For a period roughly coeval with that in which philosophy attained professionalization, the canonical literary format has been the professional philosophy paper. Our practice as philosophers consists in reading and writing such papers; in training our students to read and write them; in inviting others to come read us a paper, to which we respond by posing questions which in effect are editorial recommendations, typically incorporated and acknowledged in the first or last footnote of the paper, in which we are exempted from such errors and infelicities as may remain and thanked for our helpful suggestions (p. 54).
Yep, that about nails it. I think non-academics, or even scholars from other disciplines, are sometimes astounded to learn that a philosophy "speaker" is really just a reader: s/he stands up at the podium and reads a manuscript, head-down, and rattles through the material.
Danto goes on to analyze this in Kuhnian terms: this is "normal science" in philosophy. "Mastery of the literary form is the key to success in the form of life." It comes with tangible benefits (tenure, recognition, invitations to go read more papers). "These practical benefits aside, no one could conceivably be interested in participating in the form of life defined by this literary form, were it not believed that this is the avenue to philosophical truth." But then Danto can't resist lodging a bit of skepticism about this paradigm: "It is less obviously a matter of agreement that philosophical truth is defined by this being believed to be the way to find it."

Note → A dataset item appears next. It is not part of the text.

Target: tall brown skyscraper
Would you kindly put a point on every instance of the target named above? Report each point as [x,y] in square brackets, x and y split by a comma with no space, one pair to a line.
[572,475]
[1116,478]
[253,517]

What Danto observes is the significant gap between "normal science" in philosophical writing and the range of creative genres that constitute the history of philosophy. And he starts to wonder whether that means we might not be very good readers, precisely because of the way we've learned to write:
Much of what I have read on Plato reads much as though he, to whom the whole of subsequent philosophy is said to be so many footnotes, were in effect a footnote to himself and were being coached to get a paper accepted by the Philosophical Review. And a good bit of the writing on Descartes is by way of chivying his argumentation into notations we are certain he would have adopted had he lived to appreciate their advantages, since it is now so clear where he went wrong. But in both case it might at least have been asked whether what either writer was up to can that easily be separated from forms of presentation that may have seemed inevitable, so that the dialogue or meditation flattened into conventional periodical prose might not in the process have lost something central to those ways of writing (p. 55).
It is exactly this concern about the irreducibility of form and the worry about what's lost in translation that is dominating my thinking about volume 2 of "Cultural Liturgies." But it's also generally why I continue to resist certain hegemonies in professional philosophy, and even within my own department. Sure, Emmanuel Levinas' Totality and Infinity does not have any formalized syllogisms or logical notation--but in that incredible book Levinas is performing something that cannot be teased out in "summaries of the argument." Indeed, such summaries and translations and formalization do an injustice to the kind of philosophical truth embodied in such works. This is why Danto ultimately worries about how we read:
The form in which the truth as [Plato and Descartes] understood it must be grasped just might require a form of reading, hence a kind of relationship to those texts, altogether different from that appropriate to a paper, or to what we sometimes refer as a "contribution." And this is because something is intended to happen to the reader other than and in addition to being informed (p. 55).